El ascenso de Hitler al poder contó con la ayuda de la dolorosa humillación sufrida por el pueblo alemán después de la derrota en la Primera Guerra Mundial. En nuestro contexto más inmediato, renacen estereotipos de origen lejano. En la memoria profunda de todos, transmitida de generación en generación, ha quedado el recuerdo de los excelentes actores que pusieron su talento al servicio de la construcción de una imagen de lo que somos. Fijaron el modelo del negrito, el gallego y la mulata. El primero, recuperaba el perfil del pícaro con la bichería criolla, entrenado al vivir sin trabajar esquivando el cumplimiento del deber. En cambio, trabajador y ahorrativo, el gallego desempeñaba el papel de tonto de capirote, mientras la mulata quedaba por siempre asociada al empleo de su sensualidad. El pueblo disfrutaba la broma. Aunque aspirara en realidad, como lo demostró en más de una oportunidad, al rescate de la decencia como fundamento moral de la República. Por ese motivo, la consigna «Vergüenza contra dinero» lanzada por Chibás, tuvo tanto poder de convocatoria.

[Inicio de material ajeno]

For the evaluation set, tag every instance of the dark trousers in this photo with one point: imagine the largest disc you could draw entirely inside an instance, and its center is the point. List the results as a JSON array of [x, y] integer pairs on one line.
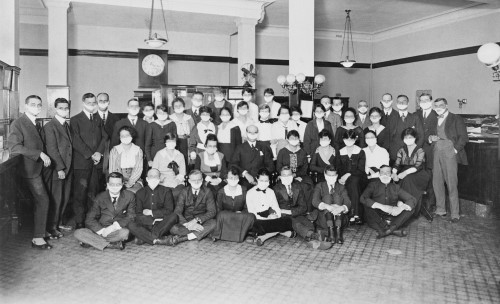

Con la Revolución, aquellos estereotipos pasaron al olvido. Reaparecieron durante el período especial. No llegaron entonces a convertirse en paradigmas. Los cambios introducidos en la economía del país reclaman necesarias modificaciones en la mentalidad. En zona tan delicada por estar inscrita en la subjetividad humana, hay que evitar errores costosos.
Es necesario incentivar la iniciativa, pero este concepto no puede asociarse a la elemental bichería de antaño complementada con los rasgos discriminatorios evidentes en el diseño del negrito.
El cubano emprendedor no es el traficante de bienes estatales, el ganancioso de las necesidades del pueblo, el acosador de turistas que matan sin saberlo la gallina de los huevos de oro, el minúsculo empresario que chupa ganancias gigantescas, todos aferrados a un ahora que no tiene porvenir, practicante de un individualismo desenfrenado, desconocedor de que en una sociedad todos necesitamos de los demás. Bajo el rostro de una supuesta nueva mentalidad, emerge el perfil de lo viejo.
Sector parasitario, el pícaro no representa el único portador de una vieja mentalidad con máscara de nueva, modernizado a veces con cierto vocabulario empresarial y víctima propiciatoria de algún aventurero de poca monta. Comparte su condición con el corrosivo burocratismo instalado en plantillas todavía hipertrofiadas y extendido en capas superpuestas.
Mientras el pillo exhibe aparente despliegue de iniciativa, el otro hace de la parálisis un instrumento de poder personal. Insensible ante los problemas del demandante, fabricante de obstáculos y dilaciones, la repercusión de su inercia afecta la credibilidad de las instituciones gubernamentales e interviene negativamente en el destino del país. Sus efectos deletéreos tienen consecuencias en lo político y en lo económico. No favorecen el desarrollo de una sicología social socialista, ahogan la participación colectiva en la solución de los problemas y frenan el impulso transformador.
No abordaré el ángulo económico en esferas que están fuera de mi alcance, de mis conocimientos y de mi práctica cotidiana. En tanto que ciudadana común, puedo observar la prepotencia y el abuso de funcionarios de base en relación con muchos pequeños agricultores que, desde su terruño, hacen frente a la demanda nacional de alimentos. Comparto la impotencia ante el despilfarro de bienes tan preciados como el agua, así como la parálisis ante las demandas de higienización de nuestras ciudades, todo lo cual acrecienta los gastos de nuestra salud pública.
En situaciones como estas, vale la pena superar intereses sectoriales para encontrar fórmulas que aseguren lo emergente y garanticen la sistematicidad.
La nueva mentalidad no requiere trámites aduaneros. Sus fuentes se encuentran en las aguas claras de nuestra mejor memoria.